Having seen its share price drop by 38.5% over the past 12 months and 33.7% this year as it has been caught up in the broader market and growth stocks sell-off, the company has a current market capitalisation of $1.5 trillion.

It’s still one of the handful of most valuable public companies in the world, behind only Apple, Microsoft, Alphabet and Saudi Arabia’s state-controlled oil company Saudi Aramco. But many analysts are convinced AWS would be more valuable than the whole group, including the world’s dominant e-commerce business, as a stand-alone company.

Bloomberg Intelligence analyst Anurag Rana believes AWS would be worth $1.5 and $2 trillion today as an independent company, compared to the $1.15 trillion the market values the combined entity at today.

Should investors buy Amazon stock to profit from an AWS spin-off at a future date?

While it’s not unlikely at some future point, there aren’t currently believed to be any serious conversations happening around spinning AWS out, which would mean existing shareholders being given stock in the new company relative to their ownership stake in Amazon. So it wouldn’t necessarily make sense to invest in Amazon with that in mind.

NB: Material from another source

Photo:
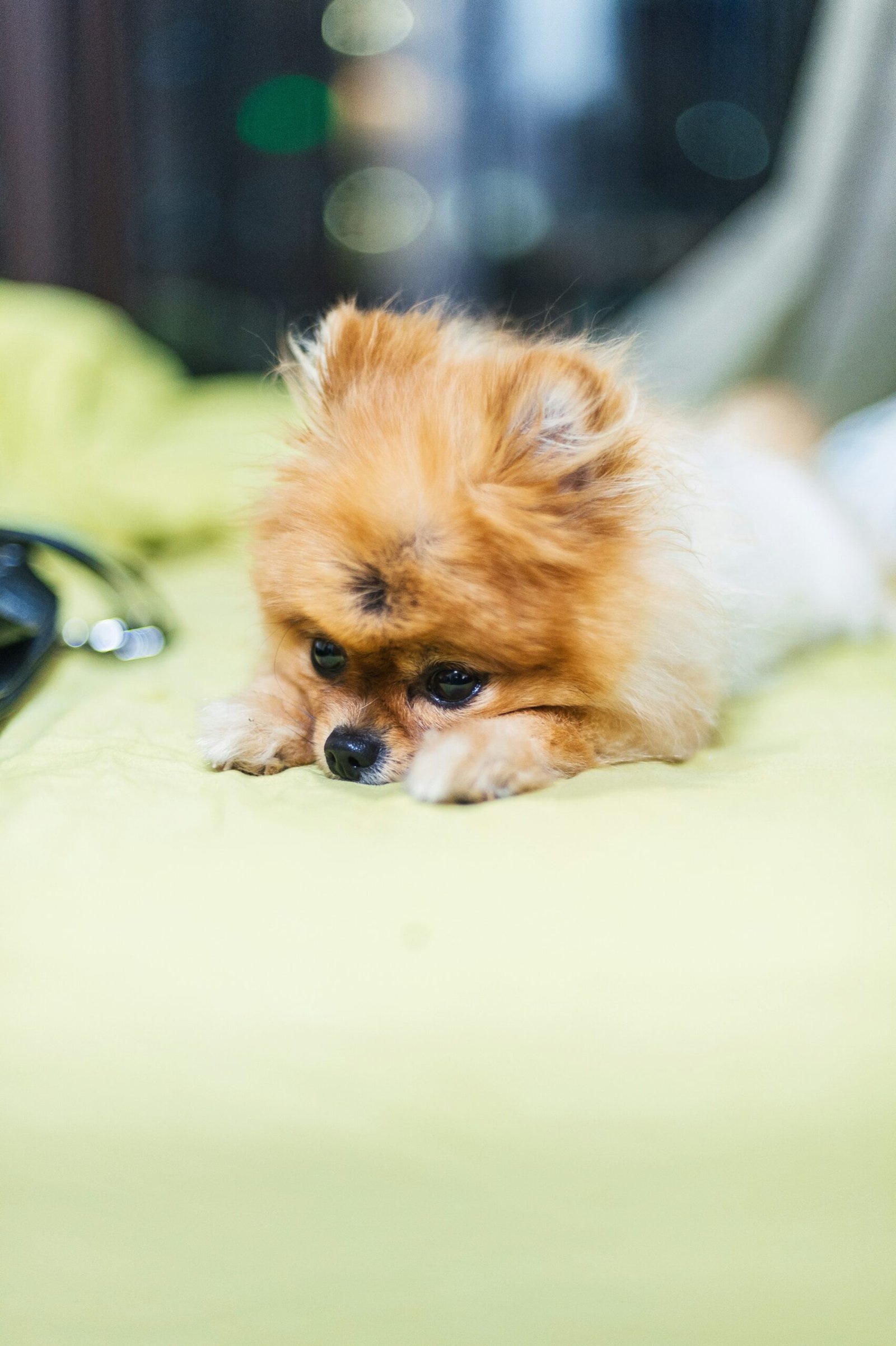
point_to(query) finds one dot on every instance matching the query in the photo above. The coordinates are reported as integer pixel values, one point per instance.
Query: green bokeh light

However, at its current valuation, and considering the perceived stand-alone worth of AWS, the Amazon share price is seen as great value in many quarters. Haissl’s admittedly extremely bullish target, the highest on Wall Street, is for the Amazon share price to hit $270 in the next year compared to its current level of $113. That would represent an upside of over 150%.

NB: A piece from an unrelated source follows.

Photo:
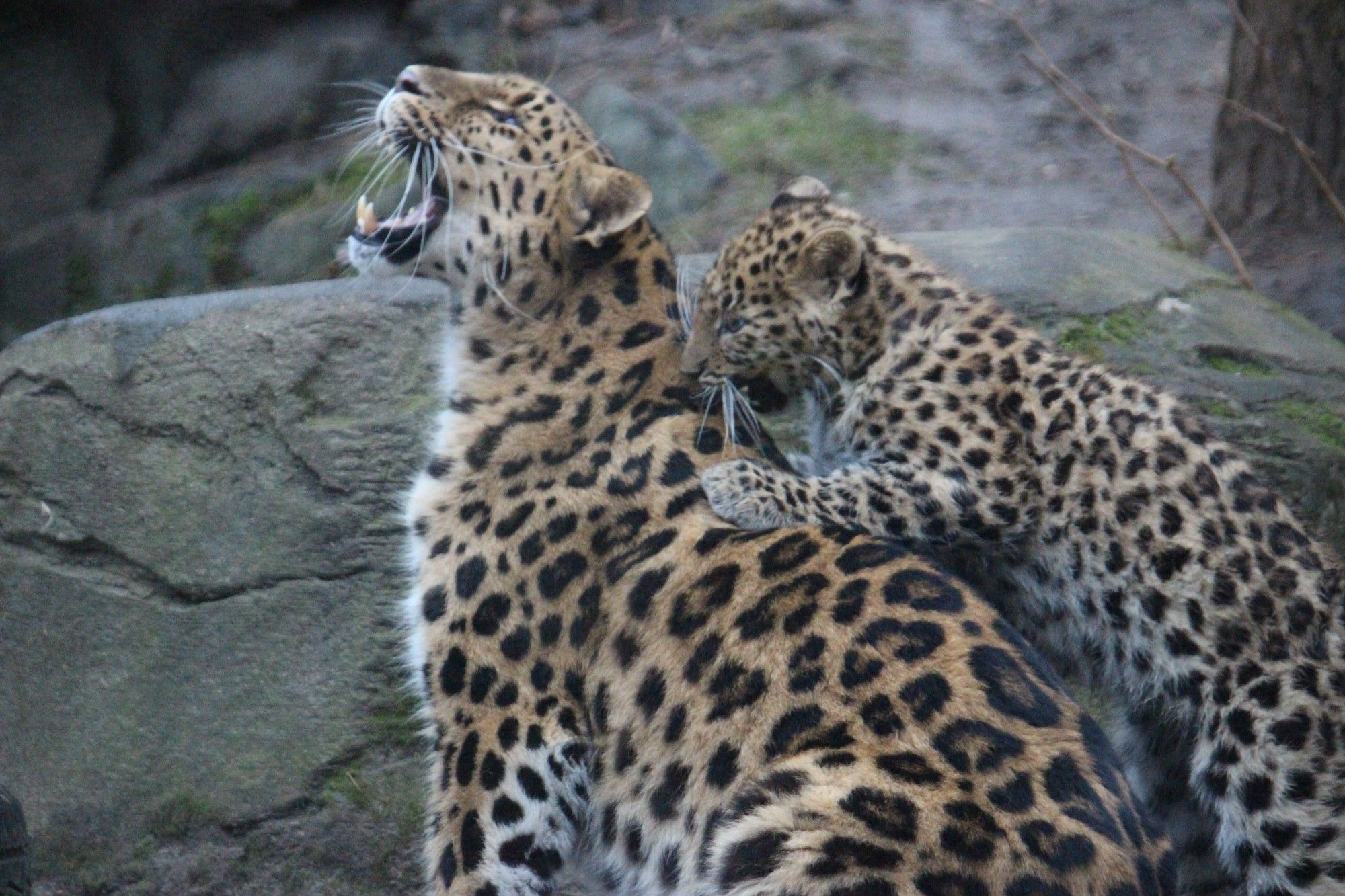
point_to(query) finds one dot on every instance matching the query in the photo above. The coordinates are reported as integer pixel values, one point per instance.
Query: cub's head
(506, 181)
(778, 304)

The more mainstream consensus for potential Amazon upside is still very attractive. Of the 44 analysts covering the stock polled by CNN the high end of consensus targets is for $215 and the median $175.00. 41 analysts rate the stock as ‘buy’.

stock price forecast

Amazon does currently look oversold and a bargain at $113. Even if AWS isn’t likely to be spun out imminently, its contribution to the company means it’s hard to see the Amazon share price not gaining significantly from its current levels whenever negative market sentiment begins to ease. And if it is one day, Amazon shareholders could benefit from a bonanza.